Berlin, 18. Januar 2024 - Ausspionieren von Passwörtern, Betrug beim Onlinehandel oder schwere Beleidigungen in sozialen Netzwerken: Die große Mehrheit (67 Prozent) der Internetnutzerinnen und -nutzer in Deutschland ist 2023 Opfer von Cyberkriminalität geworden. 30 Prozent mussten in den vergangenen zwölf Monaten keine solchen Vorfälle verzeichnen, 3 Prozent wollten dazu keine Angaben machen. Das ist das Ergebnis einer aktuellen Umfrage im Auftrag des Digitalverbands Bitkom unter 1.018 Personen in Deutschland ab 16 Jahren, die das Internet nutzen. Vor einem Jahr waren noch 75 Prozent von Cyberkriminalität betroffen gewesen. „Digitale Technologien sind in unserem Berufs- und Privatleben omnipräsent, und das sind auch die Online-Kriminellen. Dabei machen wir es ihnen leider noch zu oft zu leicht. Mit einigen wenigen Maßnahmen lässt sich der weit überwiegende Teil der Angriffe abwehren, und dabei sind alle Nutzerinnen und Nutzer gefordert“, sagt Bitkom-Präsident Dr. Ralf Wintergerst. „Dazu gehört zum Beispiel sichere Passwörter oder Passkeys zu wählen, Updates zeitnah einzuspielen und bei ungewöhnlichen Nachrichten von vermeintlichen Familienmitgliedern oder Arbeitskollegen skeptisch zu sein.“
Am häufigsten berichten Internetnutzerinnen und -nutzer über Phishing, also Versuche, per Mail, Kurznachricht oder Telefon, persönliche Informationen wie Passwörter herauszubekommen (35 Prozent). Bei 6 Prozent wurden auf diesem Weg Zugangsdaten zu einem Online-Dienst erfolgreich ausspioniert. 30 Prozent sind beim Online-Einkauf betrogen worden, 8 Prozent wurden als Verkäufer von Waren online betrogen. Rund ein Viertel (26 Prozent) ist im Internet verbal massiv angegriffen oder schwer beleidigt worden, 5 Prozent wurden sexuell belästigt. Bei einem Fünftel (20 Prozent) wurde der Computer mit Schadprogrammen wie Viren infiziert, bei 13 Prozent das Smartphone. Einen Angriff mit Ransomware, bei dem Daten verschlüsselt und nur gegen Lösegeld wieder zugänglich gemacht werden, haben auf ihrem PC 1 Prozent erlebt, auf dem Smartphone 3 Prozent. 13 Prozent wurden Opfer von Betrug beim Online-Banking oder ihre Kontodaten wurden missbraucht. Darüber hinaus geben 4 Prozent an, dass eine Person sich im Internet unter dem eigenen Namen ausgegeben hat, bei 2 Prozent wurden E-Mails in ihrem Namen versendet.

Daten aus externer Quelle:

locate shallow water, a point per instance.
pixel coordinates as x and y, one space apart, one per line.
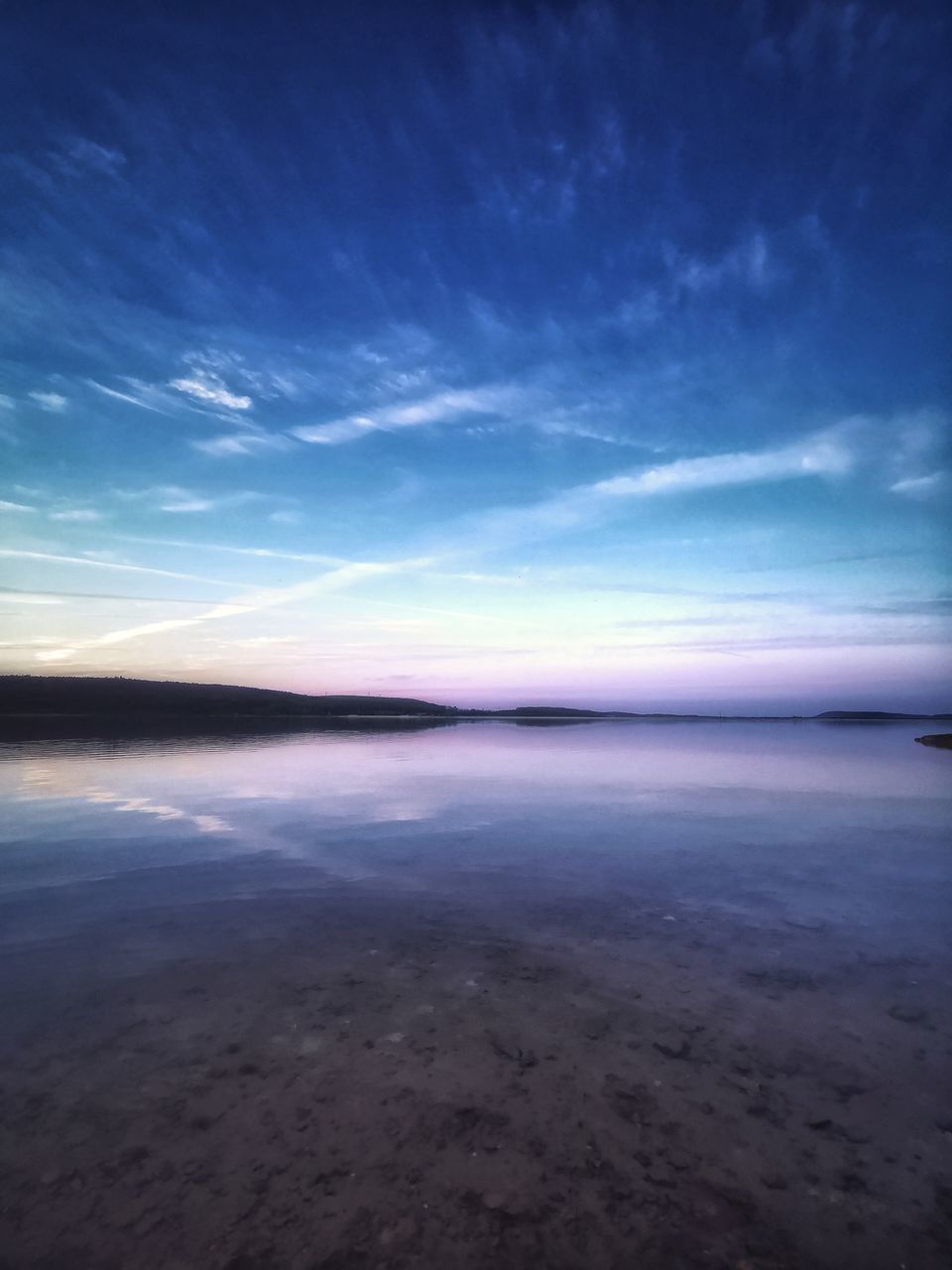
665 944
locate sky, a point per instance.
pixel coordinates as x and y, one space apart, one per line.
489 353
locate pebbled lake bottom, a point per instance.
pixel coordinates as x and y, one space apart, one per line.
597 996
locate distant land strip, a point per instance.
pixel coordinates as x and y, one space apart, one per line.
62 695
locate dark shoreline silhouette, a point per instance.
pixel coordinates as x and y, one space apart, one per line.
140 701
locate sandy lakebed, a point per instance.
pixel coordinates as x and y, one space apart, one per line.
259 1064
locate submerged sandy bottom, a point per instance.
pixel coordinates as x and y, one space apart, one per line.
341 1079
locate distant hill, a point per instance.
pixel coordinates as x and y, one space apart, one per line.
62 694
76 697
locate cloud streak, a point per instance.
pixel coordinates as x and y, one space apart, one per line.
439 408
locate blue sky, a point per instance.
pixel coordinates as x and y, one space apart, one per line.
490 353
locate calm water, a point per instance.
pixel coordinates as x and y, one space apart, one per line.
576 996
833 821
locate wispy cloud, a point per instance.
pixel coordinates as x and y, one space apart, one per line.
823 453
80 516
85 562
207 388
54 403
921 486
56 597
439 408
140 397
177 499
261 553
248 602
248 441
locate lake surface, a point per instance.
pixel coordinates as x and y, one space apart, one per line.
489 993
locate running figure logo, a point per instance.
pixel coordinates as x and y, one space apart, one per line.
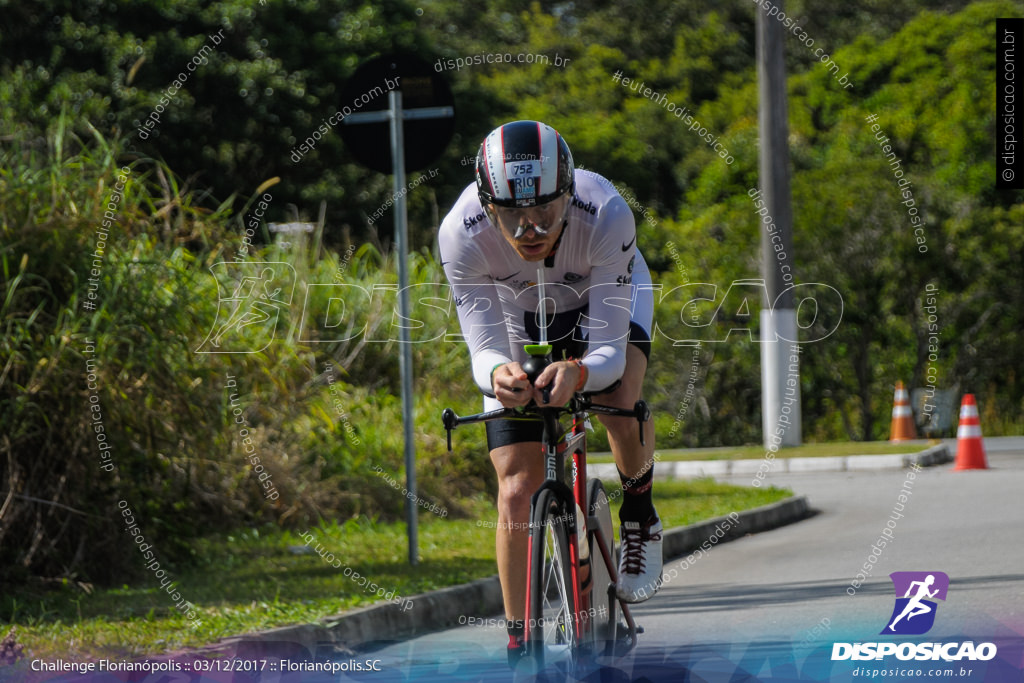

Bei einem Drittel (33 Prozent) der von Cyberkriminalität Betroffenen ist kein finanzieller Schaden entstanden, 14 Prozent können oder wollen dazu keine Aussagen machen. Bei den übrigen ist im Durchschnitt im vergangenen Jahr ein Schaden von 262 Euro entstanden. 9 Prozent haben ein Schaden von weniger als 50 Euro erlitten, 30 Prozent einen von 50 bis 150 Euro, 10 Prozent von 150 bis 500 Euro und 5 Prozent wurden sogar um 500 Euro oder mehr geschädigt. „Ein erfolgreicher Angriff von Cyberkriminellen kann im Einzelfall teuer für die Opfer werden. Aber oft ist es nicht nur der materielle Schaden, der schmerzt, etwa bei persönlichen Angriffen oder Bedrohungen“, so Wintergerst.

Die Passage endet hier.